In 1993 I had not yet been exposed to adventure games, but I assume buyers of C.I.T.Y. 2000 might not have played lots of AG's before at that time. It made sense that you studied the manual first and then took an hour or so to get familiar with the interface.
Playing the game now, it pays to find that mindset again, or for the first time. I glanced at the manual and saw the familiar hand, wrench and speech bubble icons (take, operate, talk) and thought I was OK.
You play American secret agent Jon Daring ('Be Daring in London') who is called on to help the, apparently incapable, British Secret Service stop criminal Stanislav Rooter from carrying out his world domination scheme.
The game starts with your arrival on Heathrow airport. You can walk around a bit and that's it. That is unless you take the time to really read the manual. I had tried all the icons on everything visible and nothing happened. It turned out you can activate an 'object list' that shows everything of interest in that location. You use the different icons on the words in that list and never on the screen itself! This conveniently eliminates any pixelhunting, so once I got the hang of this I was on my way to the Hilton to check in.
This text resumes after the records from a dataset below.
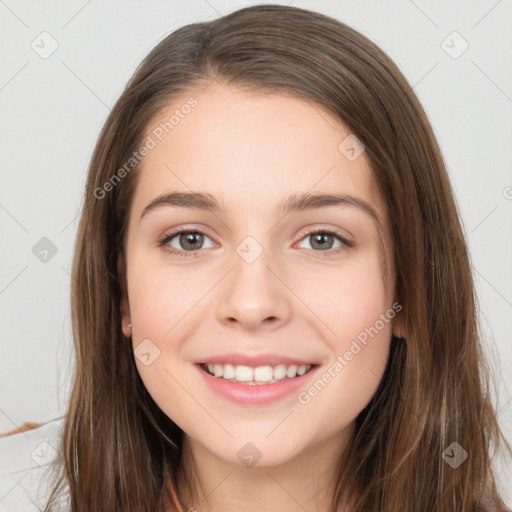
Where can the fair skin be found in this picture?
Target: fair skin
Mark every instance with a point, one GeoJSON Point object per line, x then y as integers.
{"type": "Point", "coordinates": [252, 152]}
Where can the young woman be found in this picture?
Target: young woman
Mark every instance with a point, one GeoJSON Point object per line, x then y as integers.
{"type": "Point", "coordinates": [272, 301]}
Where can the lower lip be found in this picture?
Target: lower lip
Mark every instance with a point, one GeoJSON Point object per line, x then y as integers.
{"type": "Point", "coordinates": [255, 394]}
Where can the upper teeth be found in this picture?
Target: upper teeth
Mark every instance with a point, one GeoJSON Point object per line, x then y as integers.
{"type": "Point", "coordinates": [259, 374]}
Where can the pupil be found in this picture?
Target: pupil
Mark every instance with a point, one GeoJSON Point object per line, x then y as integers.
{"type": "Point", "coordinates": [320, 239]}
{"type": "Point", "coordinates": [189, 239]}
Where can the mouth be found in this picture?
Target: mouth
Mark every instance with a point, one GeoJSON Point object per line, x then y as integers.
{"type": "Point", "coordinates": [256, 376]}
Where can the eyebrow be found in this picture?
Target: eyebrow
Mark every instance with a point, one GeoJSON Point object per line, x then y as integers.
{"type": "Point", "coordinates": [294, 203]}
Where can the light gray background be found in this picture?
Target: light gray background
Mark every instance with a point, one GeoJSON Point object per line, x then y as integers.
{"type": "Point", "coordinates": [52, 111]}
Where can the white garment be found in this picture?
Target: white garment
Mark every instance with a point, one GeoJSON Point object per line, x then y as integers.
{"type": "Point", "coordinates": [25, 461]}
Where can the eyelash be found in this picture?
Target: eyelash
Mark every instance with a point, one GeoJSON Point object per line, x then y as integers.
{"type": "Point", "coordinates": [188, 254]}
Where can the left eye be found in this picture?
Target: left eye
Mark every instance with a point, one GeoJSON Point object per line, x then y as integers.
{"type": "Point", "coordinates": [189, 241]}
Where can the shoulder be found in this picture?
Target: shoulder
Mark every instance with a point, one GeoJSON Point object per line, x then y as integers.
{"type": "Point", "coordinates": [27, 457]}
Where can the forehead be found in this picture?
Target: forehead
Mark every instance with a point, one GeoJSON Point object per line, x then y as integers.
{"type": "Point", "coordinates": [250, 148]}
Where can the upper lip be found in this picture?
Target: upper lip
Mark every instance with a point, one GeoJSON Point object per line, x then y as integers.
{"type": "Point", "coordinates": [267, 359]}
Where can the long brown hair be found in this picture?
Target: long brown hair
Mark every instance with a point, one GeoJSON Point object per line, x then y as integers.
{"type": "Point", "coordinates": [120, 451]}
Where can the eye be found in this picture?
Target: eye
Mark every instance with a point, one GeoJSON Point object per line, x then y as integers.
{"type": "Point", "coordinates": [323, 241]}
{"type": "Point", "coordinates": [189, 240]}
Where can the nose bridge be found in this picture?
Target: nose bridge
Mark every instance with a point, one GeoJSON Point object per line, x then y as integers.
{"type": "Point", "coordinates": [252, 293]}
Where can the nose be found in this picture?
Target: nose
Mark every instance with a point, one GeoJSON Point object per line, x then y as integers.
{"type": "Point", "coordinates": [254, 296]}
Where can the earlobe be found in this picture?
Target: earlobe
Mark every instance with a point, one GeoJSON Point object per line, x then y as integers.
{"type": "Point", "coordinates": [398, 327]}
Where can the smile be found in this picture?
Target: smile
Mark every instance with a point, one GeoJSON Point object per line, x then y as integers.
{"type": "Point", "coordinates": [260, 375]}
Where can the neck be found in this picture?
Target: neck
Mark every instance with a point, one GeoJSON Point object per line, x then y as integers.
{"type": "Point", "coordinates": [302, 483]}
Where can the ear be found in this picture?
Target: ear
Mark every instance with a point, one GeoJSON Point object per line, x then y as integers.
{"type": "Point", "coordinates": [125, 305]}
{"type": "Point", "coordinates": [399, 325]}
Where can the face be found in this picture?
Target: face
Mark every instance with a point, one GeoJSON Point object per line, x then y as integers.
{"type": "Point", "coordinates": [256, 290]}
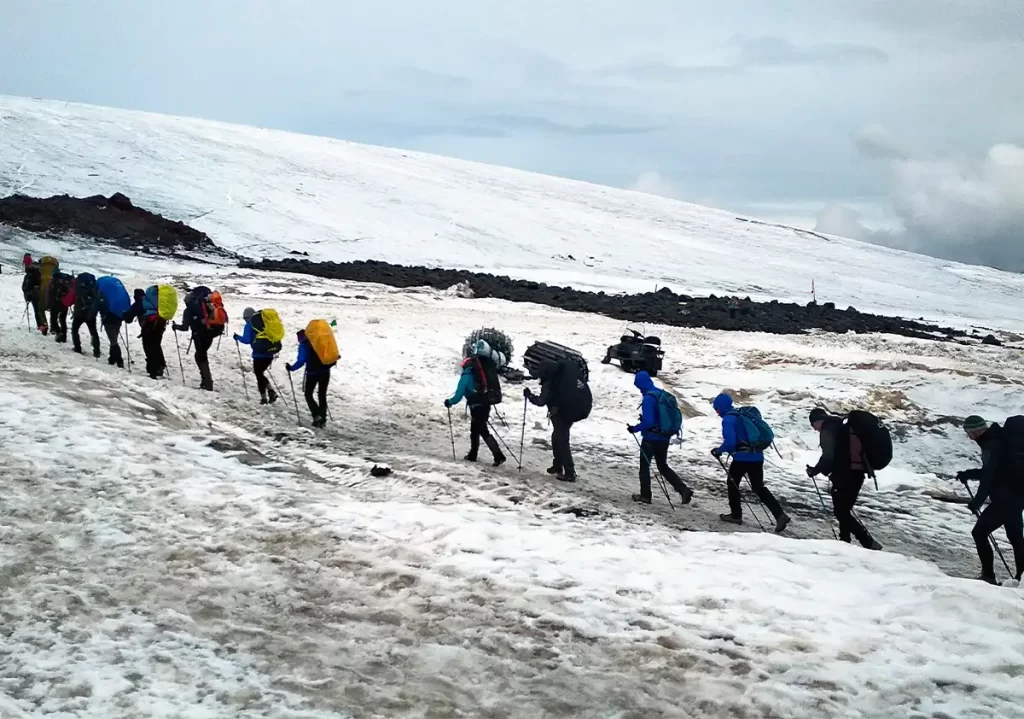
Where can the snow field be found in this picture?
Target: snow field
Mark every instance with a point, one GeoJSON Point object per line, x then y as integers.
{"type": "Point", "coordinates": [172, 553]}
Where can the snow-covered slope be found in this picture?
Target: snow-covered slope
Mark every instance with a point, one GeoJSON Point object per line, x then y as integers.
{"type": "Point", "coordinates": [265, 193]}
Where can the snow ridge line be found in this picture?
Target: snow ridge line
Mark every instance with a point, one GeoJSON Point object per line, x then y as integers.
{"type": "Point", "coordinates": [663, 306]}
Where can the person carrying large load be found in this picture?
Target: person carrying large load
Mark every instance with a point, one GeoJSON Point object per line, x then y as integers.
{"type": "Point", "coordinates": [317, 353]}
{"type": "Point", "coordinates": [263, 333]}
{"type": "Point", "coordinates": [205, 318]}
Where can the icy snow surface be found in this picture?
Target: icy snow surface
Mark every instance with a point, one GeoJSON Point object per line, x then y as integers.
{"type": "Point", "coordinates": [170, 553]}
{"type": "Point", "coordinates": [266, 193]}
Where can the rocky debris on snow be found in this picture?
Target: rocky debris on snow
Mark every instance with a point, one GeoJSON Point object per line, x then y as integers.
{"type": "Point", "coordinates": [114, 219]}
{"type": "Point", "coordinates": [663, 306]}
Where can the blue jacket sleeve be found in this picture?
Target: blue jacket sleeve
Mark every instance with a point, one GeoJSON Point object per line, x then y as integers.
{"type": "Point", "coordinates": [465, 385]}
{"type": "Point", "coordinates": [729, 441]}
{"type": "Point", "coordinates": [648, 413]}
{"type": "Point", "coordinates": [300, 360]}
{"type": "Point", "coordinates": [248, 335]}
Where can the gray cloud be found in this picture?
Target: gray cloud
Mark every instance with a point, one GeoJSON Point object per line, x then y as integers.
{"type": "Point", "coordinates": [776, 51]}
{"type": "Point", "coordinates": [966, 209]}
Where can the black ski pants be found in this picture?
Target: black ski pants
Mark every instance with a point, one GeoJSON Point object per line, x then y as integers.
{"type": "Point", "coordinates": [317, 384]}
{"type": "Point", "coordinates": [479, 417]}
{"type": "Point", "coordinates": [260, 366]}
{"type": "Point", "coordinates": [991, 518]}
{"type": "Point", "coordinates": [203, 340]}
{"type": "Point", "coordinates": [113, 329]}
{"type": "Point", "coordinates": [560, 446]}
{"type": "Point", "coordinates": [90, 322]}
{"type": "Point", "coordinates": [755, 472]}
{"type": "Point", "coordinates": [658, 452]}
{"type": "Point", "coordinates": [153, 347]}
{"type": "Point", "coordinates": [58, 323]}
{"type": "Point", "coordinates": [844, 496]}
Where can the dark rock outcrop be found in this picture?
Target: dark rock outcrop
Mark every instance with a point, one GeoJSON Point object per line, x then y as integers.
{"type": "Point", "coordinates": [114, 219]}
{"type": "Point", "coordinates": [663, 306]}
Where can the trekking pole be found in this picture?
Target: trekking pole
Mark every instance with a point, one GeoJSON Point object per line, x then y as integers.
{"type": "Point", "coordinates": [502, 440]}
{"type": "Point", "coordinates": [452, 434]}
{"type": "Point", "coordinates": [990, 538]}
{"type": "Point", "coordinates": [522, 436]}
{"type": "Point", "coordinates": [657, 474]}
{"type": "Point", "coordinates": [295, 399]}
{"type": "Point", "coordinates": [824, 508]}
{"type": "Point", "coordinates": [127, 348]}
{"type": "Point", "coordinates": [180, 364]}
{"type": "Point", "coordinates": [728, 478]}
{"type": "Point", "coordinates": [242, 372]}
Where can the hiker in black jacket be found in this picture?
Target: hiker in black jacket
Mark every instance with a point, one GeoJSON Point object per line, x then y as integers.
{"type": "Point", "coordinates": [1003, 488]}
{"type": "Point", "coordinates": [842, 461]}
{"type": "Point", "coordinates": [567, 397]}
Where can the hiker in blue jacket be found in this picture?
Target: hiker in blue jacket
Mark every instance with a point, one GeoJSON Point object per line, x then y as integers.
{"type": "Point", "coordinates": [745, 461]}
{"type": "Point", "coordinates": [262, 357]}
{"type": "Point", "coordinates": [654, 445]}
{"type": "Point", "coordinates": [479, 409]}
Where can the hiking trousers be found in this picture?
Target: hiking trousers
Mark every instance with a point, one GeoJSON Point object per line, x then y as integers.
{"type": "Point", "coordinates": [260, 366]}
{"type": "Point", "coordinates": [113, 330]}
{"type": "Point", "coordinates": [990, 519]}
{"type": "Point", "coordinates": [844, 497]}
{"type": "Point", "coordinates": [479, 418]}
{"type": "Point", "coordinates": [153, 347]}
{"type": "Point", "coordinates": [58, 323]}
{"type": "Point", "coordinates": [90, 322]}
{"type": "Point", "coordinates": [317, 383]}
{"type": "Point", "coordinates": [203, 340]}
{"type": "Point", "coordinates": [755, 471]}
{"type": "Point", "coordinates": [560, 447]}
{"type": "Point", "coordinates": [658, 452]}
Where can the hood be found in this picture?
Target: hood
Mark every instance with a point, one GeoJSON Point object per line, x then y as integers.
{"type": "Point", "coordinates": [722, 404]}
{"type": "Point", "coordinates": [643, 382]}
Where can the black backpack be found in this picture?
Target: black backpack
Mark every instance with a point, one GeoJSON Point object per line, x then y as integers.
{"type": "Point", "coordinates": [487, 386]}
{"type": "Point", "coordinates": [876, 441]}
{"type": "Point", "coordinates": [1012, 464]}
{"type": "Point", "coordinates": [85, 292]}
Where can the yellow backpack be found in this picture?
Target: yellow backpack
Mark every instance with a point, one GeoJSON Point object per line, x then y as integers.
{"type": "Point", "coordinates": [321, 338]}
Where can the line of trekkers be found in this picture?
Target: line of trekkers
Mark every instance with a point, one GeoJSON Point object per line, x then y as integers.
{"type": "Point", "coordinates": [50, 294]}
{"type": "Point", "coordinates": [854, 447]}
From there I was sent from one meeting to the next, and a good part of the gameplay consists of navigating London to find the next destination. A big part of London is immediately available for exploration and presented in 1600 photographs. This is effectively a huge maze, but fortunately you'll find a map early on and you can choose to display it fullscreen. That way you don't see the photo's, but navigating Londen becomes much easier. The photo's are not exactly eyecandy anyway with washed out colours, so I used this method most of the time.
When you find your destination, that usually triggers a blocky FMV cutscene in wich you receive new instructions. There are no subtitles so you should make sure you understand what has been said (some actors speak very, ehh, British. At one point I was looking for a 'pub' when it should have been a 'park'). You can replay a cutscene as often as you like until you do something else. After that you can't go back.
Apart from finding your way there are various AG tasks to perform such as decoding a message, negotiating dialogue trees to find the one positive outcome, creating diversions and even solving a crossword puzzle.
Some actions are timed, like when a guard you got rid of may return quickly, and failing often results in game over. But it is always clear when the situation gets dangerous, so you can save your game in time. In one of the only four save slots! They did that in 1993 and some developers are still doing it: making a game in wich you can die and then only allowing for a few save slots.
There are no action or arcade elements in the game.
C.I.T.Y. 2000 played fine in dosbox, but there's one catch. The game is on cd-rom but comes with an 3.5" update diskette. Without it the cutscenes didn't play correctly, at least on my system. So you will probably need a 3.5" drive, or a method to copy the files to another medium.
After a frustrating start, first the update diskette and then being stuck on blurry Heathrow, I warmed up to the game and after finetuning my expectations and finding the right retro mindset, I had a mostly enjoyable 8 hours in London. That time can be a lot shorter though, if you read the manual first, are better at finding your way than I am or if you use a walkthrough more often.